The Amilcar M is a mid-sized car, initially in the 7CV car tax band, made between 1928 and 1935 by the French Amilcar company. Most of the cars were delivered with a boxy four door “berline” body characteristic of the late 1920s.

==Branding and design==
Initially the car was simply known as the Amilcar Type M, launched in an attempt by the manufacturer to recover from the fiasco of the preceding Types "G" and "L". Amilcar had earlier gained reputation and market share as producers of cyclecars in the lean years that followed the First World War, but as consumer spending power grew in the later 1920s, the company’s attempts to expand upmarket, had met with only limited success. The Type M sold better than the Type L, from which it inherited most of its mechanical elements including, in particular, its 4-cylinder 1244cc side-valve engine for which a maximum output of 27 hp-metric was listed. Top speed would have varied according to the weight and style of the body specified, but a maximum of approximately 110 km/h (68 mph) was quoted.

Power was transferred from the front-mounted engine to the rear wheels via a four-speed manual gearbox. The suspension combined leaf springs with Hartford dampers, front and back.

==Upgraded models==
In 1929 the Type M was replaced with the Type M2, incorporating minor improvements. The process was repeated in 1931 when the Type M3, incorporating further modest upgrades, took over from the M2. The Type M3 continued to be offered until 1935. At the 1933 Paris Show, for the 1934 model year, the manufacturer also announced the Type M4. This version combined the chassis of the existing car with a larger, 1,628 cc engine and which was intended to compete higher up in the market hierarchy. The M4 landed in the 9CV tax category; the engine produced 37 hp-metric. These were nevertheless difficult times for Amilcar: In August 1934 the manufacturer closed the doors of their factory at Saint-Denis for the last time, and, although for the time being production continued in a smaller factory in the Paris region, the scale of operations was necessarily reduced. Production of the M4 was not restarted and by the end of 1935 the Type M3 had also been withdrawn, leaving Amilcar with a range consisting of a single model.
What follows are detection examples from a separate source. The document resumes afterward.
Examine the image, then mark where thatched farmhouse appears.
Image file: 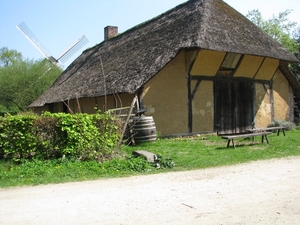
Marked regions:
[30,0,300,135]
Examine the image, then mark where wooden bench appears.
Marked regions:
[222,132,272,148]
[247,127,285,136]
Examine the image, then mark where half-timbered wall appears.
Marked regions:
[144,52,188,134]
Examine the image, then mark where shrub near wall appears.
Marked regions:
[0,112,120,161]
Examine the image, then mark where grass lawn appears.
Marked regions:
[0,130,300,188]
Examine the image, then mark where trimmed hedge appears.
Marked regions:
[0,112,121,161]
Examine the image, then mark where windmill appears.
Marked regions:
[17,22,88,65]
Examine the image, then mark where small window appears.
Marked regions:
[221,53,242,69]
[218,53,242,75]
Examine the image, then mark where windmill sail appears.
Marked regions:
[17,22,51,59]
[17,22,89,64]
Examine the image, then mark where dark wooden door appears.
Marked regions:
[214,81,254,134]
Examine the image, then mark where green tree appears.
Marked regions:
[246,9,300,122]
[246,9,299,54]
[0,48,62,112]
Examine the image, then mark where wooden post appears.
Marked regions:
[119,96,137,146]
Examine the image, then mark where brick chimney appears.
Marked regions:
[104,26,118,41]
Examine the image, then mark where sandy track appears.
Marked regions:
[0,157,300,225]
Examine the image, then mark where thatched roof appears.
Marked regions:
[29,0,297,107]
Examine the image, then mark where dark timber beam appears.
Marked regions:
[185,49,199,133]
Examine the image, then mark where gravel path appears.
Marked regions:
[0,157,300,225]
==Commercial performance==
In volume terms, despite outselling similarly sized predecessor models, the Type M never sold in huge numbers, with approximately 2,650 Type M2's emerging from the plant between 1928 and 1931 and a further 2,700 Type M3's between 1931 and 1935. These numbers fell well short of those being achieved by volume automakers such as Peugeot and Citroën during the 1930s, and with the French auto-market appearing to divide rather starkly between high volume producers of small to medium sized cars and low volume producers of larger more luxurious cars, the underwhelming volumes achieved by Amilcar’s middle market cars left the company’s finances, already burdened by debts built up at least in part to finance an extensive race programme in the 1920s, looking unsustainable.

==Successor==
In the event, the Type M did in fact have an Amilcar successor in the form of the innovative Amilcar Compound, exhibited at the Paris Motor Show in October 1937. By that time, however, Amilcar had lost its independence, and become little more than a badge for a model financed and produced by the Hotchkiss company which had rescued Amilcar at the time of its most recent financial collapse.